Finaliste du Prix Trillium pour Les suicidés d’Eau-Claire, Éric Mathieu récidive avec Le Goupil, un roman que je qualifierais de psycho-exploratoire. Son écriture et sa structure frôlent presque l’absurde pour se loger finalement à l’enseigne de l’incongru, voire du débridé.
L’auteur brosse le portrait d’un «enfant intérieur» prénommé Émile. Il naît en Lorraine à la fin de la Seconde Guerre mondiale et, tenez-vous bien, il parle couramment dès le premier jour.
«La tirade du nez de Cyrano de Bergerac m’était aussi naturelle qu’une simple comptine. […] je débitais des passages entiers des Mémoires d’outre-tombe.» Il débite aussi des phrases en allemand, en anglais, en roumain, en hébreu, en grec et en latin. Manifestement pas un bébé ordinaire.
Éric Mathieu raconte l’enfance et l’adolescence d’Émile Claudel, surnommé le Goupil en raison de certains traits du visage.

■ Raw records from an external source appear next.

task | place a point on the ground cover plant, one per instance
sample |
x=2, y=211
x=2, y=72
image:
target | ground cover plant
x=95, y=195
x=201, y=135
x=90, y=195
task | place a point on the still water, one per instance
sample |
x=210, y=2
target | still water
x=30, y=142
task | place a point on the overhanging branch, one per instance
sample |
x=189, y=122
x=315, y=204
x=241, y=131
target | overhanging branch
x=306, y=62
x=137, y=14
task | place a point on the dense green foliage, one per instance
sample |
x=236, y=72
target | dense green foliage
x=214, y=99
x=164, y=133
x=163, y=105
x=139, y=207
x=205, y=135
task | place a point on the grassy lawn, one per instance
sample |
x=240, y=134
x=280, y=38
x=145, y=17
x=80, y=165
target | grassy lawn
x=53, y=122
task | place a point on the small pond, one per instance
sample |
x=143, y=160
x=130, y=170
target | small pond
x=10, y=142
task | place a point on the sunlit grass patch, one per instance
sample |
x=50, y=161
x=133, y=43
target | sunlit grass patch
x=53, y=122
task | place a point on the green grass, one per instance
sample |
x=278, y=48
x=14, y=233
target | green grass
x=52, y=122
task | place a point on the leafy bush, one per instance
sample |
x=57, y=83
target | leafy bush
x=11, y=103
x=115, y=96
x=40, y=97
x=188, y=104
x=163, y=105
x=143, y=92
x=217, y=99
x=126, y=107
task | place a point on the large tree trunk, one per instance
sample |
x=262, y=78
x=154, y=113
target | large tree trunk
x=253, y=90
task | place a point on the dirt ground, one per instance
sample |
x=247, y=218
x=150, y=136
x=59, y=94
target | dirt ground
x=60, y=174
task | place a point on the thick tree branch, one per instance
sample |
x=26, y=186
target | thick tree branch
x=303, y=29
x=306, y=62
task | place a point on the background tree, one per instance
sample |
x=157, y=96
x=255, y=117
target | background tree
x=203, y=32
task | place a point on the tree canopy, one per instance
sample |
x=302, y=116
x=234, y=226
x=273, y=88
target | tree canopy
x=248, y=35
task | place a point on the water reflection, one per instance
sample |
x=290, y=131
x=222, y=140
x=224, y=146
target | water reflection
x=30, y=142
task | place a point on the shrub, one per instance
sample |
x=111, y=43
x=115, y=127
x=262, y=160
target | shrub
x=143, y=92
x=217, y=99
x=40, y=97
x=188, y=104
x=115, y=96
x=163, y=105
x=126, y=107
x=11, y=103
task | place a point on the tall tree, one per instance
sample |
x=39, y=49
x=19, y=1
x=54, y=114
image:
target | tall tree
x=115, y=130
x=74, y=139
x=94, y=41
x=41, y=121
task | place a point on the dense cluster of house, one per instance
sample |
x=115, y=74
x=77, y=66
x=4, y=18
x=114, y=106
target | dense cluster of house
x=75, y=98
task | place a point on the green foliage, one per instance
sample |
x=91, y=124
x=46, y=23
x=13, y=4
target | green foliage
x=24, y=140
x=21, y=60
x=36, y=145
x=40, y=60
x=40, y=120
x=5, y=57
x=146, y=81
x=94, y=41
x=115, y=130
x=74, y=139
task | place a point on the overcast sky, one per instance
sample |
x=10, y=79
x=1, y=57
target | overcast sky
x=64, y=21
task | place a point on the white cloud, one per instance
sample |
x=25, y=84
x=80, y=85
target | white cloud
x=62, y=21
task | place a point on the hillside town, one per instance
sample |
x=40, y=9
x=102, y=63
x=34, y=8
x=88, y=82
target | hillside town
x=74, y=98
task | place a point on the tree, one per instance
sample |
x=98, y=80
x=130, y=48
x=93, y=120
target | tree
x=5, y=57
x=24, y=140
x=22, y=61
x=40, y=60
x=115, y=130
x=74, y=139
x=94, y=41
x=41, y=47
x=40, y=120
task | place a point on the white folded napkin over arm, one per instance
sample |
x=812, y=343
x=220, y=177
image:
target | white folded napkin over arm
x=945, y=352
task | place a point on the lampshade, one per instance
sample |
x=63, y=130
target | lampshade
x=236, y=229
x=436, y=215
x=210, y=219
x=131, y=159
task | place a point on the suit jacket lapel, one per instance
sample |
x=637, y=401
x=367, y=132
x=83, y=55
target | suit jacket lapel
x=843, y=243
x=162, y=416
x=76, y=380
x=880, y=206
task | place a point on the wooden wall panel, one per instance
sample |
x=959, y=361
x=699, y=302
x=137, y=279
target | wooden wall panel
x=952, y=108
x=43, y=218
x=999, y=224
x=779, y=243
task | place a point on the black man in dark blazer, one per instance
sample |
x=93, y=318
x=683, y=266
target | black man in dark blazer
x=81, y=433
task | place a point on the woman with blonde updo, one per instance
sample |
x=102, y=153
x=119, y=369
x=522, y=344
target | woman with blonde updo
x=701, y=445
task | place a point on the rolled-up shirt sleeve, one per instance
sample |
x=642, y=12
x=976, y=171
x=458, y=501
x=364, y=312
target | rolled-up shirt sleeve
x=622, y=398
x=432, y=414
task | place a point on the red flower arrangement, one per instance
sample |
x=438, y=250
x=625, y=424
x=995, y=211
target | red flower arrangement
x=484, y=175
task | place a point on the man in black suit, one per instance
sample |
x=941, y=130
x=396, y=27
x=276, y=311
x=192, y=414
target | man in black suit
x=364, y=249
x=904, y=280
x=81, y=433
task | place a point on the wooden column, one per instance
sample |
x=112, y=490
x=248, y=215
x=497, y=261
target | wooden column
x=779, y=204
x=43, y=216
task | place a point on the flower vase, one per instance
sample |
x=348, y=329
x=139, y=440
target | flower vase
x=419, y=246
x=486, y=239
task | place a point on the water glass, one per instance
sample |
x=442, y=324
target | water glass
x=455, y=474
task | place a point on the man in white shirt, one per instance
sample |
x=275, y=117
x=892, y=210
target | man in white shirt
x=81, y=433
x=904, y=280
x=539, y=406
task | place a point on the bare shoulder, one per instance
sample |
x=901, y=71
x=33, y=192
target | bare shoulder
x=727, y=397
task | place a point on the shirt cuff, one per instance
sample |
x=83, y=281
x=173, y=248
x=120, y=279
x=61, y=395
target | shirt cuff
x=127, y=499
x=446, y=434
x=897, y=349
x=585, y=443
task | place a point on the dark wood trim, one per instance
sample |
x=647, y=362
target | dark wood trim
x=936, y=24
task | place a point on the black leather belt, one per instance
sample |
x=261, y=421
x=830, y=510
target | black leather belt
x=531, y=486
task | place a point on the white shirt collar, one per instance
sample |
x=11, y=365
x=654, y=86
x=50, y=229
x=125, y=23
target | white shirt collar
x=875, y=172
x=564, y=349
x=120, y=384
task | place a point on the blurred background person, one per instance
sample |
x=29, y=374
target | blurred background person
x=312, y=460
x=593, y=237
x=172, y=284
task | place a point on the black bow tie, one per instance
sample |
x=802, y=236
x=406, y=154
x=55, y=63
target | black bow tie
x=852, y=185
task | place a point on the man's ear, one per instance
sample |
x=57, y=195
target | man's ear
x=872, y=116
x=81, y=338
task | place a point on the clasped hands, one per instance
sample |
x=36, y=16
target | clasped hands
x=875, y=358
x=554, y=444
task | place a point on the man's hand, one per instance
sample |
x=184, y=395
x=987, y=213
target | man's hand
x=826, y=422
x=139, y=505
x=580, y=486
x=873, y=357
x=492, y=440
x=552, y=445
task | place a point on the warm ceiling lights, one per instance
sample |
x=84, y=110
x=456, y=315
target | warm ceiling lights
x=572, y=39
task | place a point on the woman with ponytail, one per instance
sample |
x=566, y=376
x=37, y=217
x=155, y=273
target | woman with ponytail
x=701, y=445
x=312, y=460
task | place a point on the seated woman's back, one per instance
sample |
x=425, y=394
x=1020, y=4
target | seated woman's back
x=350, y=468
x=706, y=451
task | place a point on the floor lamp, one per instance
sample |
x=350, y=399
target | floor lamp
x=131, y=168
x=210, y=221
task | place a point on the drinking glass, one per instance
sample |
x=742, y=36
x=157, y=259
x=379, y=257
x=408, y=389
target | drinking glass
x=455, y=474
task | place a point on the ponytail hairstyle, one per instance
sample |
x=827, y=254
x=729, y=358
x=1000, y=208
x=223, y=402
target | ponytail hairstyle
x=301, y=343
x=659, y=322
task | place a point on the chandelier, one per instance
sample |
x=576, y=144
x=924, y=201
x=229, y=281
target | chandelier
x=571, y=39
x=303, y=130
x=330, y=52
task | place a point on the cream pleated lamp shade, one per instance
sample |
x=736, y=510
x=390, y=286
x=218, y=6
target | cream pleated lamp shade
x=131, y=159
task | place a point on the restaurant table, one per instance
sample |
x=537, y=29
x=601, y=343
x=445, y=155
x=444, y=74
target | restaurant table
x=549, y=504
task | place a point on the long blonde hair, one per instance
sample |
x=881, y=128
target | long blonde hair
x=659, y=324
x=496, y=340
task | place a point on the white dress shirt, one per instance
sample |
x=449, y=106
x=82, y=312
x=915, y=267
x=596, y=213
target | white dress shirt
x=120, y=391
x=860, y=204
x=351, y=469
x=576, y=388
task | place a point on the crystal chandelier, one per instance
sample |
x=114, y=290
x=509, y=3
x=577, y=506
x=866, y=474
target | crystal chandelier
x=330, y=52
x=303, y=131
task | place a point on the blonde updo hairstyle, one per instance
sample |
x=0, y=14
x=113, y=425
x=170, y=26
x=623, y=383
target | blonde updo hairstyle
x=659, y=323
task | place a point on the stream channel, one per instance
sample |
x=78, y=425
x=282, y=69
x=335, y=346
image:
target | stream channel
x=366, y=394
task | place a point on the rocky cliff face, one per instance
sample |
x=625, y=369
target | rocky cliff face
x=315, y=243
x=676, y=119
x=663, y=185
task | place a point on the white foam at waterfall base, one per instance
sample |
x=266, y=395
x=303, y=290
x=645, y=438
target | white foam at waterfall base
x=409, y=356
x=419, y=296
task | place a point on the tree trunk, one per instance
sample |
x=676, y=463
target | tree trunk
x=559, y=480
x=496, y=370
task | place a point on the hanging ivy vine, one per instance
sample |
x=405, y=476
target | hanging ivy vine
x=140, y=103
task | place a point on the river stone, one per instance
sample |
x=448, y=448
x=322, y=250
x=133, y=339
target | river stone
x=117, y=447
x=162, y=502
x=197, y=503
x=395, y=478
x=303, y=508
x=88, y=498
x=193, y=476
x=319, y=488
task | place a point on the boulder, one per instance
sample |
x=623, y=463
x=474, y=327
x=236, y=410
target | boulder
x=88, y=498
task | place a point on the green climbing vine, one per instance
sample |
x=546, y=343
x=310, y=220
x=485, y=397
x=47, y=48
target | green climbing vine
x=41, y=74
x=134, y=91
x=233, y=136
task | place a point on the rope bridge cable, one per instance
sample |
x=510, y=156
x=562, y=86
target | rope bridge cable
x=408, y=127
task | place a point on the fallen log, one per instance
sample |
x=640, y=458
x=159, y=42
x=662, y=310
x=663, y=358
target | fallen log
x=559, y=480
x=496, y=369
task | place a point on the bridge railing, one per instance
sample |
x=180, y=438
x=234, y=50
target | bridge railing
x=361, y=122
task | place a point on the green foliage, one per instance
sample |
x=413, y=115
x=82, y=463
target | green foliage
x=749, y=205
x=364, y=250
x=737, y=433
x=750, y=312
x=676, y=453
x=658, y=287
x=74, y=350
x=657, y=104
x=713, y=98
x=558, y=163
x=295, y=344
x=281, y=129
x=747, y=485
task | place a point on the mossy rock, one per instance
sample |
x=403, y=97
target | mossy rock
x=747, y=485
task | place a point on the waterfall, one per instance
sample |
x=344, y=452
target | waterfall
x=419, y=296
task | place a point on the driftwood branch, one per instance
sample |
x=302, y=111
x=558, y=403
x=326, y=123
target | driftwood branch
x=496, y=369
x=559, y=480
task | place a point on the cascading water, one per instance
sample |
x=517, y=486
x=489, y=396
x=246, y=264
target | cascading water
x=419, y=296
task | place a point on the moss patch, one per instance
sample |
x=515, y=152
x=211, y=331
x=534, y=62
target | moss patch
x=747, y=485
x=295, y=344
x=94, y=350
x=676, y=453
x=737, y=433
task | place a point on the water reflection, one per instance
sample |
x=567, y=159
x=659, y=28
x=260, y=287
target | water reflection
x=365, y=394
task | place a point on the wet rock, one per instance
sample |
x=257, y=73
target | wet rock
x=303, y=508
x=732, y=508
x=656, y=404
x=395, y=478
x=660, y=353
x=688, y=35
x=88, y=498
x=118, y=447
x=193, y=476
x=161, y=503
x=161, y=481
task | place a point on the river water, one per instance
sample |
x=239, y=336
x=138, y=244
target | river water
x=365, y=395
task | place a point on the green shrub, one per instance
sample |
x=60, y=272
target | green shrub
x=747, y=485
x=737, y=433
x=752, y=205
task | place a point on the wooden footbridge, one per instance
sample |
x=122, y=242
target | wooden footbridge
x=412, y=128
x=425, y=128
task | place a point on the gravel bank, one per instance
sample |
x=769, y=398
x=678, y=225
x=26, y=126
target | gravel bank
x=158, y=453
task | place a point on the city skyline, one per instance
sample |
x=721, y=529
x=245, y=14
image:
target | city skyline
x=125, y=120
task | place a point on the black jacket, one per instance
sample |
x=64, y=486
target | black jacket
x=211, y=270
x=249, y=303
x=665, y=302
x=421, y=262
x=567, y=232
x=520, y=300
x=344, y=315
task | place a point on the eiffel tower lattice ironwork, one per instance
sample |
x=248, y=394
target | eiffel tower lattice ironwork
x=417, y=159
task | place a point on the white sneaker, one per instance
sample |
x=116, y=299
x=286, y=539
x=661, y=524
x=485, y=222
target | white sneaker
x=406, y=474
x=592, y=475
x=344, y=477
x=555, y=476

On voit très peu Émile sur les bancs d’école. On nous dit qu’il est cancre et juste doué pour les choses mécaniques. Assez surprenant pour un garçon polyglotte. Ce «vaurien, voyou, voleur et menteur» aboutit à la Maison des pupilles de l’État où les surveillants sont dominateurs et le directeur despotique. Oui, une fugue est au menu.
Voici un exemple d’un passage débridé. «J’attrapai une petite souris grise, […] je la pris par la queue, la plaçai délicatement dans ma bouche, me mis à mâcher et l’avalai en me frottant la main contre le ventre pour signaler que mon mets de fortune était des plus délicieux.»